The continuing and recently escalating conflict in Mogadishu is raising concerns in the wider humanitarian community. Since the beginning of this year, over 200,000 people have been forced into displacement and the main area of displacement is Afgooye Corridor. Continue displacement and new arrivals in the area have created huge demands for safe water, sanitation, food and other essential lifesavings items. Not only that the competition over limited resources/ services are causing tension and new conflict among the host community and IDPs. In the recent months, access to water in the corridor has decreased from an average of 14 l/p/d to 11.7 l/p/d. Needs for sanitation facilities are enormous.

Islamic Relief (IR) has been working in this area since 2006 and is well accepted by the local community and local authorities. IR is now intending to continue and expand its WASH activities in the corridor with CHF funding looking in to the gravity of the situation. This project is therefore critical to save lives of the IDPs and contribute in improving nutritional status of most vulnerable groups including children, women and elderly people.

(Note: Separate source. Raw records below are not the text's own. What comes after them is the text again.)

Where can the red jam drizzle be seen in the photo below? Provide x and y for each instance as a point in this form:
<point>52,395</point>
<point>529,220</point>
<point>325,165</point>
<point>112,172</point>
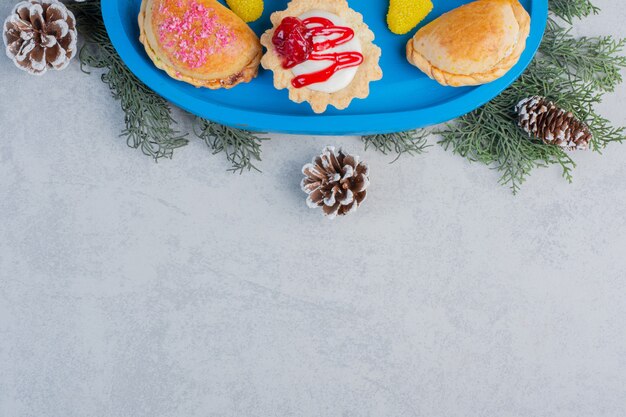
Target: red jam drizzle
<point>294,41</point>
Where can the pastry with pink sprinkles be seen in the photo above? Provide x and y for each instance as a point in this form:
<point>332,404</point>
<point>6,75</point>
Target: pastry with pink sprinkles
<point>199,42</point>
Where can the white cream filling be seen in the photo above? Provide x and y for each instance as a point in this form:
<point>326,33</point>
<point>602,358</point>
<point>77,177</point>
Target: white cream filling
<point>341,79</point>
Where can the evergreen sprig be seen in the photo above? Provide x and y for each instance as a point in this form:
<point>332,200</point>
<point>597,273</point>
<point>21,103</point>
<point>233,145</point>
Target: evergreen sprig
<point>149,123</point>
<point>570,10</point>
<point>413,142</point>
<point>242,148</point>
<point>573,72</point>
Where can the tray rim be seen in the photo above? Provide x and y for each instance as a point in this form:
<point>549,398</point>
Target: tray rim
<point>324,124</point>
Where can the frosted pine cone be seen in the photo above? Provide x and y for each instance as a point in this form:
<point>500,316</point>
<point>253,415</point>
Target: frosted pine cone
<point>335,181</point>
<point>542,119</point>
<point>40,34</point>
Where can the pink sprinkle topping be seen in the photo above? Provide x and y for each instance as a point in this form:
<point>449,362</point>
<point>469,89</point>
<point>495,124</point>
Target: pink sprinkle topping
<point>194,36</point>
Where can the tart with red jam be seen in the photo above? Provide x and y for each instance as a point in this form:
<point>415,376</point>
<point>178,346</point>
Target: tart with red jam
<point>322,52</point>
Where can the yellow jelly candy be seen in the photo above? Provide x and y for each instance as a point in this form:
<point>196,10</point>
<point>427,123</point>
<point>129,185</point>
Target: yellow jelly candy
<point>404,15</point>
<point>248,10</point>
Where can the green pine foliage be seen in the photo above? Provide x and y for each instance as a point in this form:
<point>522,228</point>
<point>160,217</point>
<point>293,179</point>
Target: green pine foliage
<point>573,72</point>
<point>148,118</point>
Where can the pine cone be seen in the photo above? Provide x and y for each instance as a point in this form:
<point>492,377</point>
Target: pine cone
<point>335,181</point>
<point>541,118</point>
<point>40,34</point>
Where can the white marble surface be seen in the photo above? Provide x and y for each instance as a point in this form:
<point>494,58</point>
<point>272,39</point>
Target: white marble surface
<point>129,288</point>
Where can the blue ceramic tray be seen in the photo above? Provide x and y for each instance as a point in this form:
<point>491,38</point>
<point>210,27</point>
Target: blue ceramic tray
<point>404,99</point>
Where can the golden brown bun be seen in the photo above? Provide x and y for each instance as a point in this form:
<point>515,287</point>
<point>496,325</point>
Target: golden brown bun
<point>474,44</point>
<point>216,49</point>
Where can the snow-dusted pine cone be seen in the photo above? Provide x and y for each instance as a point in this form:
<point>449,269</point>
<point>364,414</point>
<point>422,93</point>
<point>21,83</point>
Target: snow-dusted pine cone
<point>40,34</point>
<point>335,181</point>
<point>542,119</point>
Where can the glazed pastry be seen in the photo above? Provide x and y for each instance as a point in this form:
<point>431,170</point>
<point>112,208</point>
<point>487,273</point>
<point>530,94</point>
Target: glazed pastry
<point>474,44</point>
<point>322,52</point>
<point>199,42</point>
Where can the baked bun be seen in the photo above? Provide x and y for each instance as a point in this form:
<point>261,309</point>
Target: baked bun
<point>474,44</point>
<point>199,42</point>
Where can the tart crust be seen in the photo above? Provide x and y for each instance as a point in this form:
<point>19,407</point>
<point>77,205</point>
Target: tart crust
<point>196,78</point>
<point>474,47</point>
<point>367,72</point>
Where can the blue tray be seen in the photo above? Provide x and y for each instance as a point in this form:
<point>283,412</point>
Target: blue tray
<point>404,99</point>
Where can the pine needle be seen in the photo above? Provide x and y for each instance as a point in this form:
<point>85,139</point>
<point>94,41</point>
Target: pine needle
<point>575,73</point>
<point>413,142</point>
<point>148,119</point>
<point>149,123</point>
<point>242,148</point>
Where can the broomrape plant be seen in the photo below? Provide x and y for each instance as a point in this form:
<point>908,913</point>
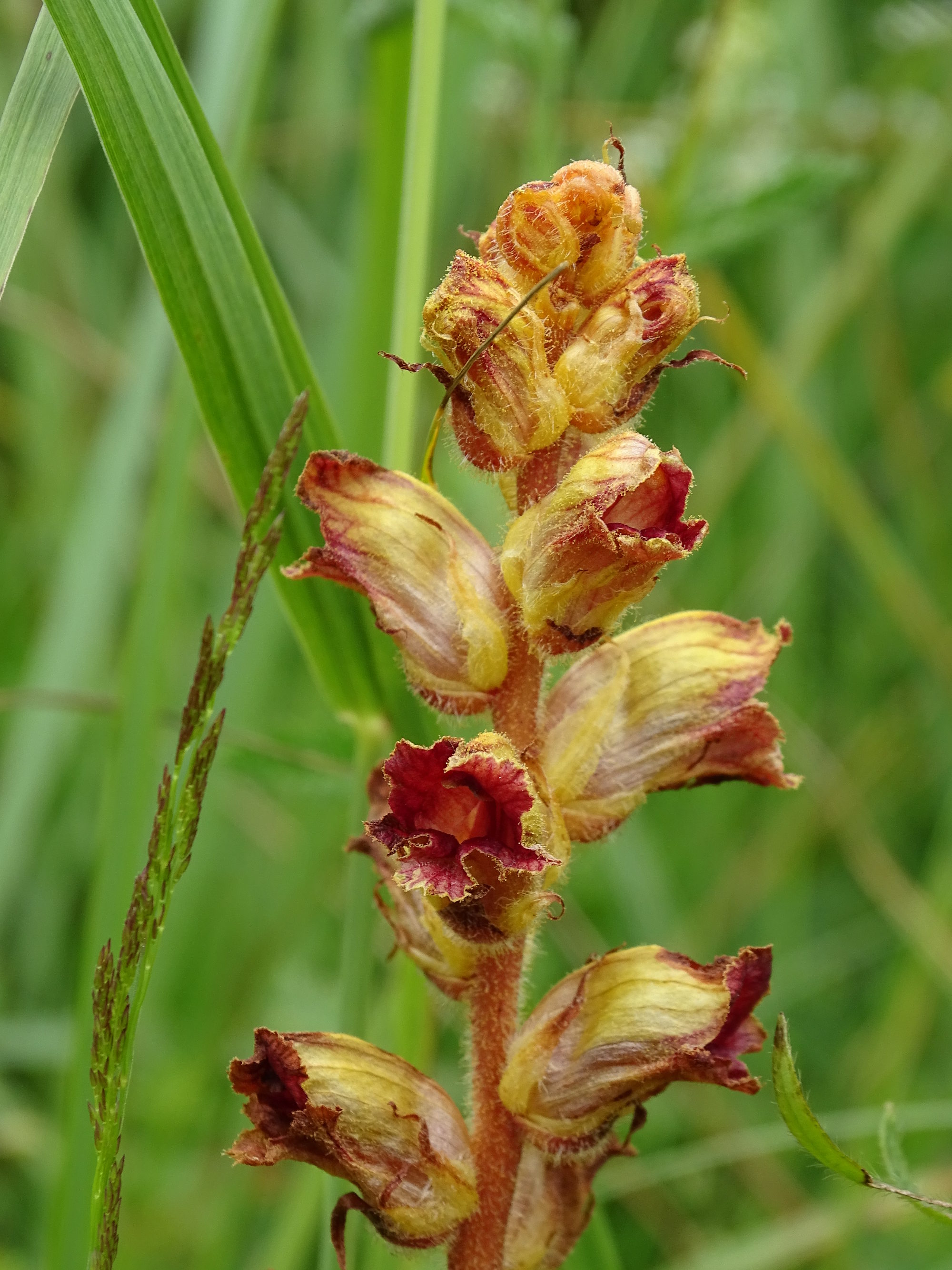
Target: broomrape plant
<point>550,343</point>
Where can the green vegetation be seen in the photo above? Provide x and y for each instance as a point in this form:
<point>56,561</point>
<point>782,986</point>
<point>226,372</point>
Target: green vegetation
<point>800,153</point>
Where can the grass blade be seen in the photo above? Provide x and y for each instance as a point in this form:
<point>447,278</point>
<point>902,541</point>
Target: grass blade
<point>802,1122</point>
<point>122,978</point>
<point>235,333</point>
<point>31,128</point>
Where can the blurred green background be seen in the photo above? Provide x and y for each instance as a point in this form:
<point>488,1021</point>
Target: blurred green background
<point>799,151</point>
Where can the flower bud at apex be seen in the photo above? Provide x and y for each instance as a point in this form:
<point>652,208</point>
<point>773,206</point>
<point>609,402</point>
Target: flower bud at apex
<point>509,404</point>
<point>585,216</point>
<point>583,554</point>
<point>621,1029</point>
<point>432,578</point>
<point>467,826</point>
<point>668,704</point>
<point>624,341</point>
<point>365,1115</point>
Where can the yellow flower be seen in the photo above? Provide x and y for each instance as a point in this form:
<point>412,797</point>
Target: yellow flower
<point>605,369</point>
<point>509,403</point>
<point>432,578</point>
<point>671,703</point>
<point>620,1030</point>
<point>577,559</point>
<point>365,1115</point>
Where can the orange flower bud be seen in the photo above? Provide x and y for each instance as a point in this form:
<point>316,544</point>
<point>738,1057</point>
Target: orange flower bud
<point>583,554</point>
<point>668,704</point>
<point>604,369</point>
<point>467,825</point>
<point>621,1029</point>
<point>585,216</point>
<point>509,404</point>
<point>432,578</point>
<point>365,1115</point>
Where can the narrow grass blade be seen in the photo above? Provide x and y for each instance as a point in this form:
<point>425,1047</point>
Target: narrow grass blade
<point>230,322</point>
<point>837,487</point>
<point>73,646</point>
<point>416,216</point>
<point>894,1159</point>
<point>802,1122</point>
<point>31,126</point>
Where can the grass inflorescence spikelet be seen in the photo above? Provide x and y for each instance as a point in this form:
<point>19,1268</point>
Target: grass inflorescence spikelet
<point>121,981</point>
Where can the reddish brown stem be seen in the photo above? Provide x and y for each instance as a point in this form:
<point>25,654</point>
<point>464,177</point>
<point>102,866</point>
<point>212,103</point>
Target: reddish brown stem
<point>497,1142</point>
<point>516,704</point>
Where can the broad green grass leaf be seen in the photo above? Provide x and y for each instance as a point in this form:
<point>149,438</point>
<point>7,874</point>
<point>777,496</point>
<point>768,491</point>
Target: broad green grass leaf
<point>802,1122</point>
<point>32,122</point>
<point>234,334</point>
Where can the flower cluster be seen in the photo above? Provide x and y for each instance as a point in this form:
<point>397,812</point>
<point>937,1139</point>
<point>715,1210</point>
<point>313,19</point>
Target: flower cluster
<point>470,837</point>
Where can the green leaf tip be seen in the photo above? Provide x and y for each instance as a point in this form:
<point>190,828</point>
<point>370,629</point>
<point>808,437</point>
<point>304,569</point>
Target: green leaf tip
<point>802,1122</point>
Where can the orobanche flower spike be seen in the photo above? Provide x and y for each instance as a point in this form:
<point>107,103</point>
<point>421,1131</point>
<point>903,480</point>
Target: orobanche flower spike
<point>549,345</point>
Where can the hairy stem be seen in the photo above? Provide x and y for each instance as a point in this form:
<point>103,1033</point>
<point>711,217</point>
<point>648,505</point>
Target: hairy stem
<point>516,704</point>
<point>497,1142</point>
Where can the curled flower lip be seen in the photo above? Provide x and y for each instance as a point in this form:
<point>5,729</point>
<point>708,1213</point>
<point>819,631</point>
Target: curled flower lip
<point>365,1115</point>
<point>577,559</point>
<point>452,803</point>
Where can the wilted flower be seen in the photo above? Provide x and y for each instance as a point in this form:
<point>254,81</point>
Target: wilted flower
<point>365,1115</point>
<point>511,404</point>
<point>671,703</point>
<point>585,216</point>
<point>621,1029</point>
<point>432,578</point>
<point>583,554</point>
<point>604,368</point>
<point>467,823</point>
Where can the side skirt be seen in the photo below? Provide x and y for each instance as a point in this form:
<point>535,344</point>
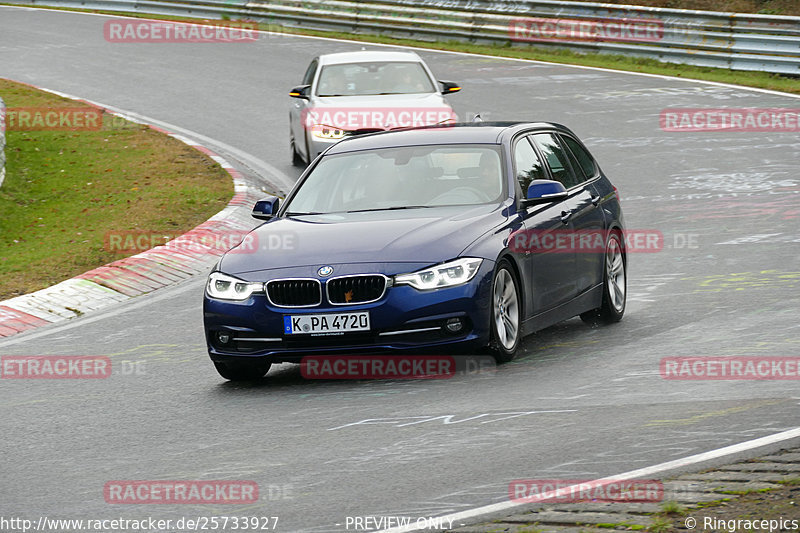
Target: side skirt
<point>591,299</point>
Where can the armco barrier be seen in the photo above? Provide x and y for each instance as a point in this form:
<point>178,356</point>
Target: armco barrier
<point>2,141</point>
<point>729,40</point>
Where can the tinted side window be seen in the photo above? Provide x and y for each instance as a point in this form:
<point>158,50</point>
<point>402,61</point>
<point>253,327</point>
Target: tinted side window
<point>527,164</point>
<point>585,160</point>
<point>308,77</point>
<point>556,159</point>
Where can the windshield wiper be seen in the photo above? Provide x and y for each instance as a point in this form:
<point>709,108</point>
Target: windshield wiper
<point>389,208</point>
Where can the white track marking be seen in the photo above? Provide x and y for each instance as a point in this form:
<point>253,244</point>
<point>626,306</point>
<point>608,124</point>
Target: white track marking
<point>640,473</point>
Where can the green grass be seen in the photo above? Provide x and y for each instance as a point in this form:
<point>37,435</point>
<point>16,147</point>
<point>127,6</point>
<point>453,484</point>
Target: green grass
<point>64,190</point>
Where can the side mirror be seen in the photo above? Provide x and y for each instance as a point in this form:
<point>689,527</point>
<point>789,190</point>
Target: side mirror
<point>266,208</point>
<point>449,87</point>
<point>301,91</point>
<point>544,191</point>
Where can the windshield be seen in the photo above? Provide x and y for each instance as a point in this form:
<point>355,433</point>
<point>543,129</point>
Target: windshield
<point>401,178</point>
<point>357,79</point>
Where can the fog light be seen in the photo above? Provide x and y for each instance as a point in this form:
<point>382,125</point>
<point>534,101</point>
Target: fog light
<point>454,325</point>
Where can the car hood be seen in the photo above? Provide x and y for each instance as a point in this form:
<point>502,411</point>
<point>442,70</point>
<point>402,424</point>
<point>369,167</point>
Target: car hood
<point>425,236</point>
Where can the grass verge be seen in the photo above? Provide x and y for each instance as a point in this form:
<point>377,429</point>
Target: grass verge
<point>65,190</point>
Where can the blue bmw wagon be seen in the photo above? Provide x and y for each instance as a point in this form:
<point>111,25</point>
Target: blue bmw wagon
<point>454,239</point>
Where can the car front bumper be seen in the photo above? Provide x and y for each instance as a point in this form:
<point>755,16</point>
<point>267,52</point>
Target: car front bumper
<point>404,320</point>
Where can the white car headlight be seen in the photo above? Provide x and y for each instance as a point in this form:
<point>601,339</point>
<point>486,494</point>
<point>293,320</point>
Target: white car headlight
<point>321,131</point>
<point>224,287</point>
<point>448,274</point>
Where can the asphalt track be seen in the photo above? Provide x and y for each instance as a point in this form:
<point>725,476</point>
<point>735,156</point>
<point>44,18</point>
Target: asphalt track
<point>579,403</point>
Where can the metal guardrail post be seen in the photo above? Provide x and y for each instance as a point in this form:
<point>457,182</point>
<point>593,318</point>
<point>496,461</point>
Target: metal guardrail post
<point>2,141</point>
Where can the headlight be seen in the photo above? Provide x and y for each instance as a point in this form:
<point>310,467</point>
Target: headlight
<point>225,287</point>
<point>321,131</point>
<point>447,274</point>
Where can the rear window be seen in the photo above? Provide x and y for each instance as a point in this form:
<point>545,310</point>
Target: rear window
<point>585,160</point>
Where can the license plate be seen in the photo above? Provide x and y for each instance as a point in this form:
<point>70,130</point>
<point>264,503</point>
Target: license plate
<point>327,323</point>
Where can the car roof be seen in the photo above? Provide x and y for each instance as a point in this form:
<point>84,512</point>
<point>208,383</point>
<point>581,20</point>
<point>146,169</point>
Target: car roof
<point>367,56</point>
<point>461,133</point>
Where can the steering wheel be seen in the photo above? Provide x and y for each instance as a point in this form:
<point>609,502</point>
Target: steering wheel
<point>461,195</point>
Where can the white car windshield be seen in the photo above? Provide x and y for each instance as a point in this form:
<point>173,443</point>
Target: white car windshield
<point>359,79</point>
<point>401,178</point>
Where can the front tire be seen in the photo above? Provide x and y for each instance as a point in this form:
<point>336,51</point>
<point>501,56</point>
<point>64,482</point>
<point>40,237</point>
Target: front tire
<point>242,371</point>
<point>506,323</point>
<point>615,285</point>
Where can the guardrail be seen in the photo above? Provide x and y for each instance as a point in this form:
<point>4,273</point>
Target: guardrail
<point>2,141</point>
<point>729,40</point>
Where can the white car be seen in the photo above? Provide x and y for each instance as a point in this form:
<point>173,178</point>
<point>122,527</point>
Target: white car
<point>362,92</point>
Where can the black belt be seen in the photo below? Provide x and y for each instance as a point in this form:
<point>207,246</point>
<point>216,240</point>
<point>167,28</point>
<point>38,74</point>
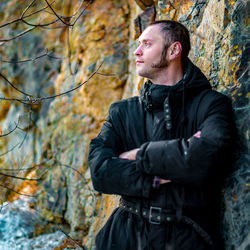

Islamic Relief (IR) Somalia is currently implementing WASH activities mainly water piping and construction of water reservoirs in the 7 camps of Afgooye Corridors through ECHO funding. In order to address the health issues worsened by nutritional situation, Islamic Relief is operating its health intervention in the corridor through constructing 02 static clinics, 2 mobile clinics and a network of outreaches to address the health and most importantly Health & Hygiene Promotion in Afgoye. In order to promote, healthy behavior among school going children and camp committees, IR has also a good component of School Health Promotion and carrying out community based PHAST (participatory hygiene and sanitation transformation) activities in the camps through its 06 schools. In order to contribute to the nutritional status of the suffering IDP communities, IR provides monthly food basket (as per WFP standards) to some 600 families apart from its Qurbani and Ramadhan food distribution to approx. 2000 families in Afgoye corridor. Islamic Relief has technical competence in hardware component of WASH along with its own drilling rig and necessary equipments apart from its strengthened Hygiene Education and Promotion activities.